From West End Extra:
Maris Sants, who works in a coffee house in Winnett Street, Soho, was excommunicated from the Evangelical Lutheran Church of Latvia in 2002 because of his sexuality, and his case was highlighted by Amnesty International after he was attacked by anti-gay thugs.
In the years after he came out as gay, the 45-year-old found himself the focus of much attention in the media.
People came from far and wide to congregate outside the church in Riga where he officiated but instead of listening to his sermons the skinhead visitors held placards condemning homosexuality.
Some even threw excrement or violently attacked him, abuse which caused Mr Sants to emigrate to London.

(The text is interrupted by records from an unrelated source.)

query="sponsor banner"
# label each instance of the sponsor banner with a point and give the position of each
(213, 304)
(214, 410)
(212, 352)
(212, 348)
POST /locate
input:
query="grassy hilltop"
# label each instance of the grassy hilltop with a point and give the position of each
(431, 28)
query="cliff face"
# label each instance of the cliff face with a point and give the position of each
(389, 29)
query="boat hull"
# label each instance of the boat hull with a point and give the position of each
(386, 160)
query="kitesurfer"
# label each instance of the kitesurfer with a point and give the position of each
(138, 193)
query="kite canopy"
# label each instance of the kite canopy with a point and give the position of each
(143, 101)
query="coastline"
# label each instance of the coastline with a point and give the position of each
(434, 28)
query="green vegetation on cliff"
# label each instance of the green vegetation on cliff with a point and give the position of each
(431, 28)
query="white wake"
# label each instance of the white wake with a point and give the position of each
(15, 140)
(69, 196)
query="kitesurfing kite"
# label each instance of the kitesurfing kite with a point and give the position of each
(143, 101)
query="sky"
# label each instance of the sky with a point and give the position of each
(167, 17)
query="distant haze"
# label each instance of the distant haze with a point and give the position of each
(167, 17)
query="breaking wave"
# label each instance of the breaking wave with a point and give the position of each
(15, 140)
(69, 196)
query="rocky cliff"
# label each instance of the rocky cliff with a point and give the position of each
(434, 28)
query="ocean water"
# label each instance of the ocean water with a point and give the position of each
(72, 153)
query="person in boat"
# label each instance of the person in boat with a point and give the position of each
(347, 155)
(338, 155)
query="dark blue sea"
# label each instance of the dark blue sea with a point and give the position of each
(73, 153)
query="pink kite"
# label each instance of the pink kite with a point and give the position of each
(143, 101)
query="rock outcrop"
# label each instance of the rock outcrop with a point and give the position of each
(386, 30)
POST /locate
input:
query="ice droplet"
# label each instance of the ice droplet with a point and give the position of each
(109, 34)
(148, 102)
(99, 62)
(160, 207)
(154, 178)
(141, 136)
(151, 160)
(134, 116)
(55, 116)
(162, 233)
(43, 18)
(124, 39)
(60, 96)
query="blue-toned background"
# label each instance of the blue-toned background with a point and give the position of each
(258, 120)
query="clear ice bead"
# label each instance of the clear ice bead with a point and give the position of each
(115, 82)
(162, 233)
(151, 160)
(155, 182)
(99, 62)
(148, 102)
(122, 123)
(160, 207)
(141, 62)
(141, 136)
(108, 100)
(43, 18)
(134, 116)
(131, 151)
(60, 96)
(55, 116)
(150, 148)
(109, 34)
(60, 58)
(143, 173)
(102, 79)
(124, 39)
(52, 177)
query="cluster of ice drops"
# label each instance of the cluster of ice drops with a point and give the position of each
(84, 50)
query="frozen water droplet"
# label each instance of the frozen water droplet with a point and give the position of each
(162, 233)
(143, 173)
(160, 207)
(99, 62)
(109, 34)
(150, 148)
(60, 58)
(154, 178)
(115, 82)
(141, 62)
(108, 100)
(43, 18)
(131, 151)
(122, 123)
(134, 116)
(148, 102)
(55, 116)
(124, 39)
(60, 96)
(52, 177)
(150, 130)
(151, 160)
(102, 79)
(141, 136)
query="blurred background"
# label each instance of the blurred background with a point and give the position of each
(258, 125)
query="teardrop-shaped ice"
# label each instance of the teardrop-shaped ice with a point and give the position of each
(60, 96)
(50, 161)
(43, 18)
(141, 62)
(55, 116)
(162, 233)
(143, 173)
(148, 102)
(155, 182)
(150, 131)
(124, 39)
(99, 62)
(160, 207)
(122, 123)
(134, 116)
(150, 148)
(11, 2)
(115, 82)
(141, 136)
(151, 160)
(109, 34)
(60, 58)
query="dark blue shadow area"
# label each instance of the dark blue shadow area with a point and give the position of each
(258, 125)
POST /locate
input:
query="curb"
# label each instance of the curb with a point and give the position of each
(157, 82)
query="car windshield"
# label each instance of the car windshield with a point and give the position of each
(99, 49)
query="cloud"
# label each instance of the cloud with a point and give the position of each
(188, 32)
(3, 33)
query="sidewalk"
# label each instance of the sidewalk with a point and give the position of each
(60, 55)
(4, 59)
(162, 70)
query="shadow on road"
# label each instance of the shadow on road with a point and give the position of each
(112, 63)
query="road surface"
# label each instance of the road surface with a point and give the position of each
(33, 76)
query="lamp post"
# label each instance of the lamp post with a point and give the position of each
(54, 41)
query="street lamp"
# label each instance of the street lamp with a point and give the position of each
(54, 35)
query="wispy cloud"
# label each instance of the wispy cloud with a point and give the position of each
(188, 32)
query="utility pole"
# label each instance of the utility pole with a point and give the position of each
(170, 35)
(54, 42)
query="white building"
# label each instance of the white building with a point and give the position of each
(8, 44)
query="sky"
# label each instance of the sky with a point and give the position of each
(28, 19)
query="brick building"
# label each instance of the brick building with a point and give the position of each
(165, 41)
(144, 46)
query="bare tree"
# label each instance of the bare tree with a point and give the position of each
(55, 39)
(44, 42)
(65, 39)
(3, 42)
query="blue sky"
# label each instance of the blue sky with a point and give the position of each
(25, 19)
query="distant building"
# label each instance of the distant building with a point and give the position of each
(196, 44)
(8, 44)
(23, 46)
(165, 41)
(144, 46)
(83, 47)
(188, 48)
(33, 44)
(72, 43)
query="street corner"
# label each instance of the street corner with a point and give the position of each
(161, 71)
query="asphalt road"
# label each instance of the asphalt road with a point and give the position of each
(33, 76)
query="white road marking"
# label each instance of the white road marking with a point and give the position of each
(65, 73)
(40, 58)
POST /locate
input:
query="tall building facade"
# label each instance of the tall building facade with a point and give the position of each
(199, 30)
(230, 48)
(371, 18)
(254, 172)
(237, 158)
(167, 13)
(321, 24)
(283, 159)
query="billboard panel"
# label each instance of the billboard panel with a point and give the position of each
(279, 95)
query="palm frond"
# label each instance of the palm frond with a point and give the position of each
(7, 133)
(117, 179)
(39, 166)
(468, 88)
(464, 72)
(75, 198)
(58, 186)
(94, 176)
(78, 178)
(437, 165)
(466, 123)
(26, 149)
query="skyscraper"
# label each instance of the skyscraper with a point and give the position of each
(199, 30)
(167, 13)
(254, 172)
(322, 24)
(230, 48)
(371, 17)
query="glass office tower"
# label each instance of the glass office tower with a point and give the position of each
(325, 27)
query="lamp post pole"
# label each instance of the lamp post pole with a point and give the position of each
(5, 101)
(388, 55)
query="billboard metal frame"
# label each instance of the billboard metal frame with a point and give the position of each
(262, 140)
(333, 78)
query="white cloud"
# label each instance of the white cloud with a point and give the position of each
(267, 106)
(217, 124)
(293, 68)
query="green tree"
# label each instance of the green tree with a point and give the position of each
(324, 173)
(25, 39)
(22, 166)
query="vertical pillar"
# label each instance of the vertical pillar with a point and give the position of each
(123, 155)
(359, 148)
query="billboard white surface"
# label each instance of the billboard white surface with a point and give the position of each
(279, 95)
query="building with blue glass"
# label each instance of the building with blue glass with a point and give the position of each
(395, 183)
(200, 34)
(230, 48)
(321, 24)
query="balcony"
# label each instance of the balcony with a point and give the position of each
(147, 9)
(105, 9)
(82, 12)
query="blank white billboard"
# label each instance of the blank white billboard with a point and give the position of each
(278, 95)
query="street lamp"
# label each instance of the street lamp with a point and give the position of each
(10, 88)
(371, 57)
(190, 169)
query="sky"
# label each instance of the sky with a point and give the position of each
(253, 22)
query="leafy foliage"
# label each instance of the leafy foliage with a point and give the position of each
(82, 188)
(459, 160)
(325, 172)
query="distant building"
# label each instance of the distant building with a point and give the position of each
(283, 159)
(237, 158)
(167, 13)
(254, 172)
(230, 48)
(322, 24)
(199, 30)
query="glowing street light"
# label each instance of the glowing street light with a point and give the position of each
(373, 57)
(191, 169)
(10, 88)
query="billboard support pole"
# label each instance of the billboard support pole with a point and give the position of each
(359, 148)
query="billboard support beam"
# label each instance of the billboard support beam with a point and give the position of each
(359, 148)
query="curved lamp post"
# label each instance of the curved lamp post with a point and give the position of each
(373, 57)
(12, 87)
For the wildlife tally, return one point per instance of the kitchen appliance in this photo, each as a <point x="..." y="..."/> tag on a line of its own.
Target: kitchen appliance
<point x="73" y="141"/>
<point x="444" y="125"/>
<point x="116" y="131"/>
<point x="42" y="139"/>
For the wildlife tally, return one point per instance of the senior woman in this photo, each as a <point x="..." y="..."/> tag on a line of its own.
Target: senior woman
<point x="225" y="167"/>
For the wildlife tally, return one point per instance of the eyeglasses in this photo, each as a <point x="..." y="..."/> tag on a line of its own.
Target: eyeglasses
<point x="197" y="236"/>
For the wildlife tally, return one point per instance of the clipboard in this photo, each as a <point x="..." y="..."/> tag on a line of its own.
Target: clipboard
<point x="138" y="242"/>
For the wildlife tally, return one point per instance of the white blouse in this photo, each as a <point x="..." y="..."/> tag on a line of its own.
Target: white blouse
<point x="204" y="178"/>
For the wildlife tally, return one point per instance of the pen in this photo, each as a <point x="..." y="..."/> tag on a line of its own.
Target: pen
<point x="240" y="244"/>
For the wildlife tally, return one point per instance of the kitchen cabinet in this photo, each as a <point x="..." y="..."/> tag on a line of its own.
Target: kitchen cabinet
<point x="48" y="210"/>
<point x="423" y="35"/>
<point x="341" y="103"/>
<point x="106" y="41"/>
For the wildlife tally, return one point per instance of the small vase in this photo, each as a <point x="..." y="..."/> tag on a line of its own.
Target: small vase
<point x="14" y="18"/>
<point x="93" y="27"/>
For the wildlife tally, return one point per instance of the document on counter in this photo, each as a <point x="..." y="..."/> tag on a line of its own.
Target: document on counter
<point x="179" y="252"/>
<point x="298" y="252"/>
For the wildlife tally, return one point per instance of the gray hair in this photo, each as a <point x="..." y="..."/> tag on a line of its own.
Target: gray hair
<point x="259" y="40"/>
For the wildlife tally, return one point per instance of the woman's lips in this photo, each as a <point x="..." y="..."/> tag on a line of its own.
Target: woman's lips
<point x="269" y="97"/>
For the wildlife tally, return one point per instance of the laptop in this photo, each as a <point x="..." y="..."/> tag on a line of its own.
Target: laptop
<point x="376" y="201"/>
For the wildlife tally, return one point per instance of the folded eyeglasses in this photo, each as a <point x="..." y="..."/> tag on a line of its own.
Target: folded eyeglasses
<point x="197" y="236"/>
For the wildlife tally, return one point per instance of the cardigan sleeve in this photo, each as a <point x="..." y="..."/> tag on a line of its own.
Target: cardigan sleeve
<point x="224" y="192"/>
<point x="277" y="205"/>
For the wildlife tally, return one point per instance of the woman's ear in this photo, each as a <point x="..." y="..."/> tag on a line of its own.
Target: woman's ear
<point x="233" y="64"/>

“There was a time in around 2005 when, possibly for a year or two, I was one of only two publicly known gay guys in the whole country,” said Mr Sants. “Those who came out, most of them had to immediately emigrate. By the time I came out at the age of 36 I had been through different healing programmes. I had been to psychiatrists and psychotherapists and had gone to ‘ex-gay’ ministries with evangelical Christians who believe homosexuality can be cured. When I turned 33 a serious thing happened and I understood – and this was really like a revelation – that actually it was completely OK. I understood then that hiding my homosexuality was a sin.”
“One thing I have experienced since coming to London is that I have forgotten I am gay,” he said. “By this I mean I have forgotten what it feels like to be different, which is something new and wonderful. Here people don’t recognise me in the street. They don’t point and say ‘He is gay. He is different.’ I would almost say that I am healed because of this.”